Finding a gym is easy. Anyone can walk in, get signed up and be a fully-fledged member. If only working out regularly proved as easy! Instead of joining the first gym you find, you need to find the right gym, and that is a lot harder than you think. Gyms are experts of the hard-sell, getting you to sign up to long term memberships before you’ve even realised that there isn’t enough equipment to cope with the Tuesday night rush!
Here we look at the best ways to go about choosing a gym. We consider the issues of membership, day passes and weekly gym memberships and how to avoid the pitfalls that many have suffered before you. Let their mistakes help you make the right decision! Interested to learn more, then read on.
Being overly keen to get going often leads to mistakes. January is the prime time for this when people have resolutions to get fit etc. They think getting fit means joining a gym, but come February many have quit, yet still pay their monthly membership fees – the ideal gym member (for the gym) by paying not to go!
You wouldn’t buy a car without a test drive, so why join a gym without first going? Instead of joining the first, visit a number, utilise weekly gym memberships to “try before you buy” and make sure that you visit at the times that you will be actually training. There’s little point in attending the gym on a Monday morning when you’ll be working out on alternate nights after work. This is a “trick” used during gym inductions – showing you around during quiet periods. So be warned.
The further away your gym, the more likely you’ll find an excuse to miss a session. So find one that is local. If you are going to go after or before work, find one near the office and go straight there.
You may think that gyms are the place where you go to sweat right? Of course. But so does everyone else. Be certain that the only sweat that you encounter is your own. If a gym is not cleaned regularly, or the users do not clean up after themselves, think about finding another location. Germs love unclean gyms and nothing stops you training quicker than an illness.
This will probably have never crossed your mind. Few people walk into a gym thinking about a heart attack or other medical emergency, but vigorous exercise can of course bring about the unexpected. Be certain that your potential gym at least has trained first aiders and, where possible, a defibrillator (and someone trained in using it).

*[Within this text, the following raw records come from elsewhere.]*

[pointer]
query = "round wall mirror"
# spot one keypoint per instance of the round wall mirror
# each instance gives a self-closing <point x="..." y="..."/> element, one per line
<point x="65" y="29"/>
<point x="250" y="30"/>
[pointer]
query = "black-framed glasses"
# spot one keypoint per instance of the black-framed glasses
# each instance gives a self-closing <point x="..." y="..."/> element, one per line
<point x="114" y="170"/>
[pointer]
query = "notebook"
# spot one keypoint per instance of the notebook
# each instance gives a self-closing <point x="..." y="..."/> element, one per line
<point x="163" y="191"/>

If having tried the gym, utilised the weekly gym memberships and shopped around, you want to commit, then make sure you check the agreement. Think of what happens for example if you’re injured and cannot use the gym, or need to stop paying because of a change in financial circumstances. If the agreement doesn’t factor in these benefits for members, then you might want to find somewhere a little more understanding.
People And Equipment
It will not matter to you that the gym has 14 treadmills if you are aiming only to utilise the free weights. Likewise, if you don’t swim, do you really need to join a gym with a pool – you are paying for other people’s enjoyment in part as pools are expensive. If there is a good variety of equipment which is all available at the tines you want to train then this is a good sign. If there are big queues then move on!

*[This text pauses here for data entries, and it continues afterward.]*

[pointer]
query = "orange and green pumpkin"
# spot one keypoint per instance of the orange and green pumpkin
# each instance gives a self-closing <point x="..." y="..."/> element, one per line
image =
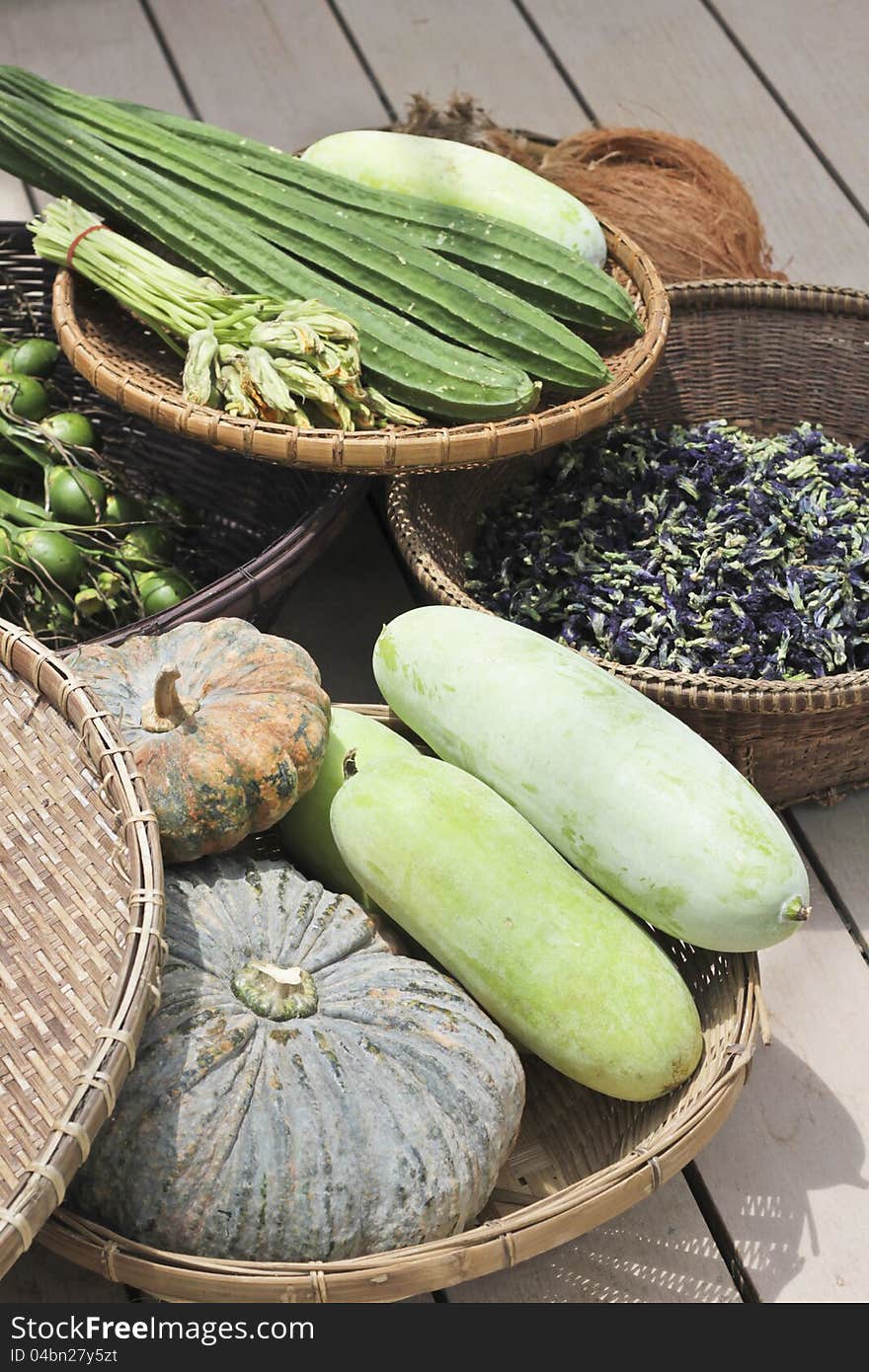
<point x="302" y="1094"/>
<point x="228" y="727"/>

As for the people, gyms are always full of characters. There are those that want to use the machine you’re on, because you’re on it; those that know all about training, yet look less than 100% fit; and those that like to be seen to be training rather than actually training. People are people and there is nothing wrong with character, provided it doesn’t interfere with your training. Remember whilst it’s nice for people to be friendly you are at the gym to train and not as a social event.
These tips are just a starting point to use in the selection of your ideal gym. Remember, it is you that will be going, will be training and moreover will be paying the subscription and therefore it is only your opinion that matters. If a gym doesn’t feel right, try another. Do not commit unless you are well informed and certain, that way you’ll enjoy your training and more likely stick with it long term. Good luck.